The cross-sectional average length of healthy life (HCAL): a measure that summarizes the history of cohort health and mortality


Healthy life years have superseded life expectancy (LE) as the most important indicator for population health. The most common approach to separate the total number of life years into those spent in good and poor health is the Sullivan method which incorporates the health dimension to the classic period life table, thus transforming the LE indicator into the health expectancy (HE) indicator. However, life years derived from a period life table and health prevalence derived from survey data are based on different conceptual frameworks. We modify the Sullivan method by combining the health prevalence data with the conceptually better fitting cross-sectional average length of life (CAL). We refer to this alternative HE indicator as the “cross-sectional average length of healthy life” (HCAL). We compare results from this alternative indicator with the conventional Sullivan approach for nine European countries. The analyses are based on EU-SILC data in three empirical applications, including the absolute and relative level of healthy life years, changes between 2008 and 2014, and the extent of the gender gap.
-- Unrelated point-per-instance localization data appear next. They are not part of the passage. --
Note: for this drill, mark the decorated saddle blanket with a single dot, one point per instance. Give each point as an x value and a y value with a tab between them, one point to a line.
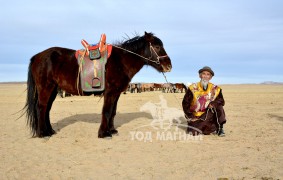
92	61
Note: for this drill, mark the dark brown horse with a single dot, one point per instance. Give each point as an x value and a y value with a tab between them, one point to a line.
57	67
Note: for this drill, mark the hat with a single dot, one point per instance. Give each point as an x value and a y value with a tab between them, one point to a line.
206	68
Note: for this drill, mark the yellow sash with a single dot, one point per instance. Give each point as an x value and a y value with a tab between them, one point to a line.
202	98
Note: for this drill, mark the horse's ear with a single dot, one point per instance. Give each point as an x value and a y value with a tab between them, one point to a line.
148	36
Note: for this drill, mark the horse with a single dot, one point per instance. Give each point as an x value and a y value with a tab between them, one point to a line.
168	87
134	87
181	87
57	67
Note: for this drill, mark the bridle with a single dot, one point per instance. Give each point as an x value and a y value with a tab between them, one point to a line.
152	50
157	56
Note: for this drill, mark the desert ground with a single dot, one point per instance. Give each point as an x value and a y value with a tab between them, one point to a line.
251	149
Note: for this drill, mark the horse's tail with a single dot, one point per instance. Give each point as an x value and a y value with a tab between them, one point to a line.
31	101
186	88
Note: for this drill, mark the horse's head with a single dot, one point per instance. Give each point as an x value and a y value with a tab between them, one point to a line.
156	54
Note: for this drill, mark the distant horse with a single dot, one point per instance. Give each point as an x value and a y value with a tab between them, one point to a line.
134	87
58	67
147	87
180	87
157	86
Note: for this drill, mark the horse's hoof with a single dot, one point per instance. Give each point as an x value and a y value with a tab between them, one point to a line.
114	132
106	135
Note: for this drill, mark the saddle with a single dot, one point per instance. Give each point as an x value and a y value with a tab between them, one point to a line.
92	61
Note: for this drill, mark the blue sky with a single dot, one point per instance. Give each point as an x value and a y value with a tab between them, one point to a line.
241	40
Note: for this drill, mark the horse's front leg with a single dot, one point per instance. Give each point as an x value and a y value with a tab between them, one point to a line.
109	108
111	122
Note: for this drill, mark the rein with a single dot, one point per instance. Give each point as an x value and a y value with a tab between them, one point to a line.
148	59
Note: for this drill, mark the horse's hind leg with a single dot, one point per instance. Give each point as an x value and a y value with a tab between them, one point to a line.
46	97
111	122
47	118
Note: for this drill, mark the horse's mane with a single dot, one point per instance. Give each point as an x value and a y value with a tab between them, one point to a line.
132	44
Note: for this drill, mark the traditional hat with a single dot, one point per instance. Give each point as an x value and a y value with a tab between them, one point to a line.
206	68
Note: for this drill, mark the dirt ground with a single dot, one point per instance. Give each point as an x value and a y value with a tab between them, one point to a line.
251	149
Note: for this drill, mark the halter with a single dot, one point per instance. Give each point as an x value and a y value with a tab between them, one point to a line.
146	58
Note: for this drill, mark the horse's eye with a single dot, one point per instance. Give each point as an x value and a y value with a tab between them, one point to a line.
157	48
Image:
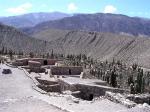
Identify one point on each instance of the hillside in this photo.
(113, 23)
(16, 40)
(32, 19)
(102, 46)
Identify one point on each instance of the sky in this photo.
(138, 8)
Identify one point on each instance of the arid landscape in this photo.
(70, 60)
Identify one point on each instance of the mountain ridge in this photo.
(32, 19)
(100, 22)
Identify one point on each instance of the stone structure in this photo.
(66, 70)
(87, 88)
(43, 61)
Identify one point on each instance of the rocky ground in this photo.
(17, 95)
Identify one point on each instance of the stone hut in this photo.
(21, 62)
(66, 70)
(35, 66)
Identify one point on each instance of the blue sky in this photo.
(140, 8)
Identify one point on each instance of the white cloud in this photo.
(110, 9)
(20, 9)
(72, 7)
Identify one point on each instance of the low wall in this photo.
(50, 88)
(61, 70)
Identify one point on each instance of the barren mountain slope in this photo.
(99, 45)
(16, 40)
(114, 23)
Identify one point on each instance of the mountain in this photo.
(32, 19)
(113, 23)
(102, 46)
(13, 39)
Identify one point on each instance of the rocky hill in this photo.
(103, 46)
(113, 23)
(16, 40)
(32, 19)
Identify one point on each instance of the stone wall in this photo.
(66, 70)
(96, 90)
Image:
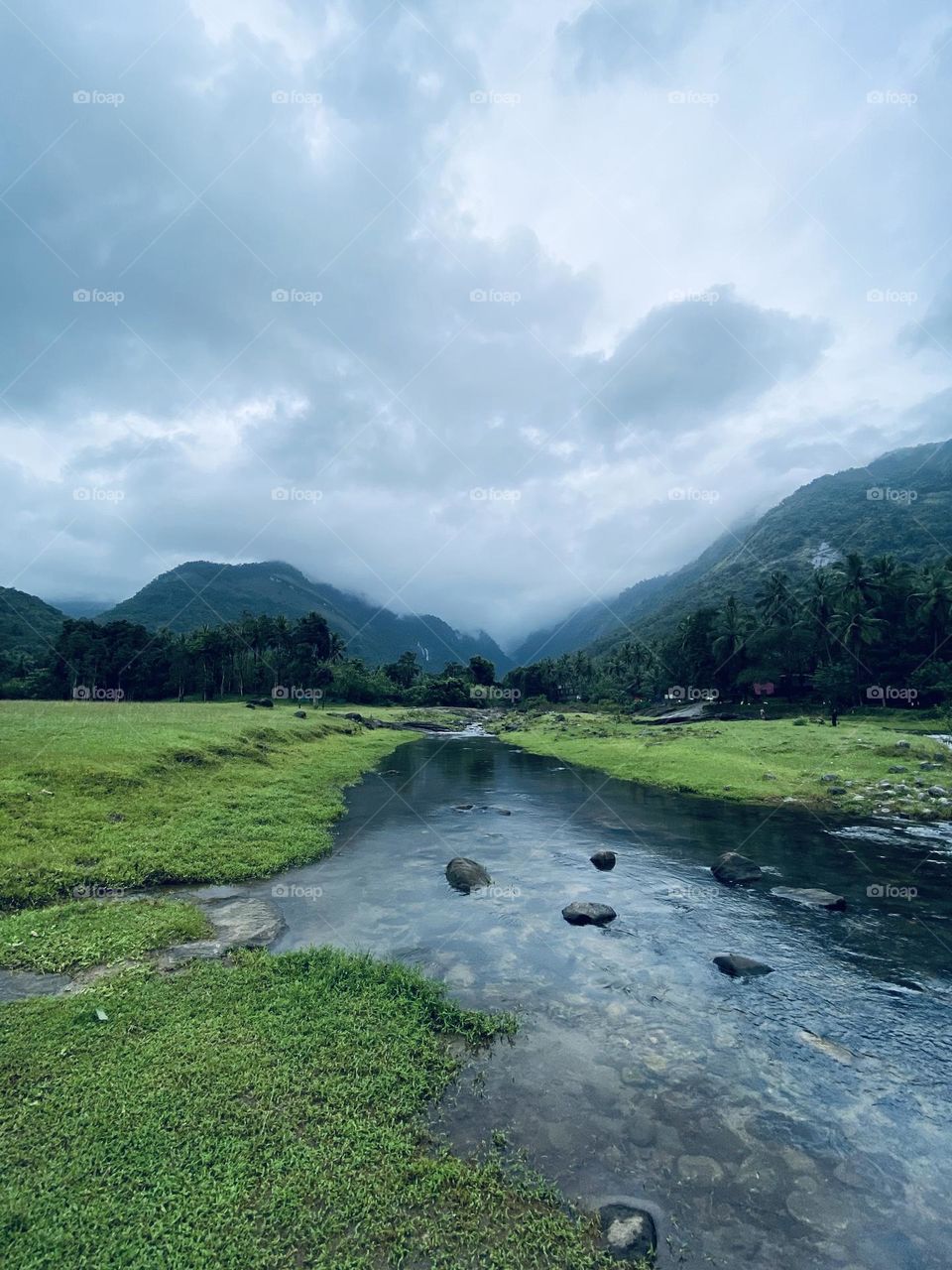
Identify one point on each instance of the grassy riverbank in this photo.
(254, 1116)
(757, 761)
(95, 797)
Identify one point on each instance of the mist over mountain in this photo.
(900, 504)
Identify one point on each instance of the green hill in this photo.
(28, 626)
(900, 504)
(203, 593)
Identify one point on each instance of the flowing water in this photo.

HCAL and conventional HE differ in each of these empirical applications. In general, HCAL provides larger gains in healthy life years in recent years, but at the same time greater declines in the proportion of healthy life years. Regarding the gender gap, HCAL provides a more favourable picture for women compared to conventional HE. Nonetheless, the extent of these differences between the indicators is only of minor extent. Albeit the differences between HE and HCAL are small, we found some empirical examples in which the two indicators led to different conclusions. It is important to note, however, that the measurement of health and the data quality are much more important for the healthy life years indicator than the choice of the variant of the Sullivan method. Nonetheless, we suggest to use HCAL in addition to HE whenever possible because it widens the spectrum of empirical analyses and serves for verification of results based on the highly sensitive HE indicator.

Population Health Metrics:18(21), 1–17.